Santiago Rusiñol ha muerto en una modestísima habitación de la gran Fonda del Comercio de Aranjuez, situada en la avenida de la República. Estas últimas semanas Rusiñol había dado muestras de una fatiga extraordinaria. Andaba con pasos fantasmales y se ahogaba. Hacía esfuerzos, exaltado por la abundancia vegetal y floral de Aranjuez. Todavía pintaba. Decía que el temblor que tenía en la mano le venía bien para pintar el ligero movimiento de las hojas movidas por el vientecillo ingrávido. Pero todo se acaba… La agonía consistió en dos horas de respiración enormemente dificultosa, un esfuerzo para buscar aire con la boca sedienta. Una fuerte inyección de morfina le produjo un aletargamiento que lo insensibilizó. A las dos de la madrugada —noche calurosa, con el vaho del gran jardín entrando por la ventana abierta, la bombilla de fonda que arde pálida sobre las sábanas amarillentas y deshace las facciones cadavéricas, un grupo de personas silenciosas frente a la fonda que escucha el jadeo del moribundo con la cabeza gacha y un cigarrillo colgando de los labios—, a las dos de la madrugada Rusiñol se queda sin pulso y el cuerpo se le enfría lentamente.

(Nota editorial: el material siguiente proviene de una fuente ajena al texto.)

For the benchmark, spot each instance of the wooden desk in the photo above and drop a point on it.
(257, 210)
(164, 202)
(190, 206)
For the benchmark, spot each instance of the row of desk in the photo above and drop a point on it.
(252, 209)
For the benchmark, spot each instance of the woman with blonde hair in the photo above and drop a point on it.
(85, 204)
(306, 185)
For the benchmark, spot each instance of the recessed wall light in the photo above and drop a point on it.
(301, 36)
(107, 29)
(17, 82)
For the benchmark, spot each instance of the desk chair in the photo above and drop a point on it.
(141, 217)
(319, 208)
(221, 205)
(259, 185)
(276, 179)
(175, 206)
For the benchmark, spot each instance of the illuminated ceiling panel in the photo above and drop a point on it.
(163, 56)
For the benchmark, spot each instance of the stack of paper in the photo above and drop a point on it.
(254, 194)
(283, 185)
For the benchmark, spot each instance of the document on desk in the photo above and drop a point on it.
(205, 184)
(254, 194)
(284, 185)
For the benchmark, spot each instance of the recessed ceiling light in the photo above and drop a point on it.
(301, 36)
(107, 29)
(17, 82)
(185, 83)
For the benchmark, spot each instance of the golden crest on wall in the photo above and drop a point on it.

Ahora vemos a Rusiñol de cuerpo presente, tendido en la pequeña cama de la habitación, cubierto con una sábana. Las facciones, blancas, medio borradas, bajo el claroscuro de la barba y el desorden del pelo de la cabeza, tienen algo de cansancio y de liberación inefable. La señora Rusiñol, menuda y pálida, está sentada en un sillón de mimbre junto a la cama. El sol castellano de junio entra por las rendijas de la persiana. Un abejorro zumba en la habitación. Afuera, la vida de la pequeña ciudad provinciana transcurre con una pereza afable. En medio del abatimiento que produce la presencia de la muerte, sólo hay una nota aguda: es la manola del cromo que cuelga en la cabecera de la cama. Bajo la manola se lee: Fumad papel bambú. La gran nariz israelita de Rusiñol da la impresión de seguir complaciéndose en esta nota grotesca y cotidiana.

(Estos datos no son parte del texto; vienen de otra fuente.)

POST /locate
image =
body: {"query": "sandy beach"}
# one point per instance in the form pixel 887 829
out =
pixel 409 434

Rusiñol fue un gran conservador, un hombre rico, trabajador, siempre dispuesto a desempeñar, ante las llamaradas de la vida, los papeles más variopintos. Todo cuanto hizo es distinguido, personal, y tiene cierta gracia. Sin embargo, no llegó nunca al fondo de las cosas, y, como a todos los románticos, se lo llevó la melodía de la vida engañosa y fácil. En Francia, país de jerarquías establecidas, Rusiñol habría sido apreciado. Aquí, en cambio, no pasó de ser un hombre legendario. Afortunadamente para él, en esta tierra de pasiones africanas que logran enturbiar las cosas más auténticas de la vida social, Rusiñol pudo vivir en un plano superior, algo lejano, elegante, disimulando con su espíritu irónico, bondadoso, de una chabacanería barcelonesa de buena ley dulcificada por la vida de París, un fondo de amargura y de desencanto vital.